There can be absolutely no room for selfishness or cliquism in this process. We have seen the results of such traits. There must be a national development plan that is precise and extends beyond the initiatives that failed so miserably in the past.
Provision needs to be made for growth in industrial, agricultural and mining production, as well as improved service dispensation across the board. It should also focus on improving the quality of life for the average citizen. This cannot be a patchwork exercise. The aim must be to steer the country out of its stagnated state – away from its current status of underdevelopment into a more acceptable ranking, in terms of worldwide recognition.
The education sector has a very significant role to play in the national development process.
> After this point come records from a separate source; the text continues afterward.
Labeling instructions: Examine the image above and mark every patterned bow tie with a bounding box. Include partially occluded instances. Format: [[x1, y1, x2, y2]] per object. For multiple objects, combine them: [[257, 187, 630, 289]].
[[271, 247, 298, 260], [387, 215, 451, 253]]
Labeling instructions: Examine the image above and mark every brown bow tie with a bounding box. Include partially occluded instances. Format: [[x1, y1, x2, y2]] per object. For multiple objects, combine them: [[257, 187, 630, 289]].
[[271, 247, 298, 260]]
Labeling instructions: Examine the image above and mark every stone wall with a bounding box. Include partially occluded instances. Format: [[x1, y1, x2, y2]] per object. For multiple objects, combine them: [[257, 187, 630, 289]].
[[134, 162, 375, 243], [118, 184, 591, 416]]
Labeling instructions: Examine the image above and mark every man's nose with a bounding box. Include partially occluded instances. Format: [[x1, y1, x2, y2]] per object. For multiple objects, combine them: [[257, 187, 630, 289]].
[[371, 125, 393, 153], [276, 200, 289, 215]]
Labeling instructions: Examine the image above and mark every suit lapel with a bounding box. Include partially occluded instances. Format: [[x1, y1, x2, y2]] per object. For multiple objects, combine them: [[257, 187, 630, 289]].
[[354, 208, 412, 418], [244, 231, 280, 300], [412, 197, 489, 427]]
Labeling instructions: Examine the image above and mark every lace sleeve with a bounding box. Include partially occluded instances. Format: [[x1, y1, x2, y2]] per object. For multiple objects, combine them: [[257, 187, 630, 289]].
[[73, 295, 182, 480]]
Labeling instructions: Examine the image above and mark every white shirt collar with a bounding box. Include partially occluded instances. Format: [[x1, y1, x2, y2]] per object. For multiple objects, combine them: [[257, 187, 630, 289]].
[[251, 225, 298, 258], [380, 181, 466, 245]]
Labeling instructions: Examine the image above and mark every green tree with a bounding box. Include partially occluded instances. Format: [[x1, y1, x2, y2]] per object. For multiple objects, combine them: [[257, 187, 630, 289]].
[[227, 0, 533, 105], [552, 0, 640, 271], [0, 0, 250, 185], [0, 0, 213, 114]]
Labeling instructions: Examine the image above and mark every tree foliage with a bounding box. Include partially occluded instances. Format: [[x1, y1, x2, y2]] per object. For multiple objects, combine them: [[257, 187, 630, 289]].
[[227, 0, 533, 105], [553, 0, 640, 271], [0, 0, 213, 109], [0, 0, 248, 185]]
The Ministry of Education, in particular, has to gear its curricula to suit the necessary human resource and development needs within the context of the aforementioned plan.
The initiative in a general sense must involve the training of many professionals, skilled artisans and blue collar workers, all of whom will be needed. These workers must be given priority of employment to stem the flow of migration as well as the import of foreign labour. The underlying goal is to change the work ethic to improve productivity, and move away from appallingly low to more realistic wages which will serve as motivation to workers.
Like any strategic economic plan, there must be a set of objectives to be met within a five-year time frame. For example: what has to be done? Who does what? What resources are needed to achieve the stated objectives? How can the plan be adjusted in the event of crises?
It can be argued in some cases that workers are much better off both financially and educationally than their parents, but the current government must, as it has indicated it would, take steps to bridge the existing gap of pay inequality between men and women. These troubling issues which have negatively impacted the workforce and the economy are for the first time being given the attention they deserve.
The past decade and a half has been a trying time for many workers who were undoubtedly paid very low wages while contract workers were paid substantially more. It has been a very rough journey for all. The reality is that most of the workforce was under severe pressure to exist with the high cost of living – basic food items way beyond the average person’s earning, in addition to stifling mortgages, rent and transportation cost.
The new government cannot pretend to be unaware of the fact that the country’s level of productivity must be raised exponentially and the present out-of-control consumption of imported items, especially food and vehicles, must be reduced, to garner more foreign exchange, and more importantly, give an opportunity for local producers to take their place in the sun.
These are some of the issues which the government will need to address in short order to move the country forward. There is no time for procrastination. That, as we have learnt, is the thief of time. Guyana has little of it left to remain relevant.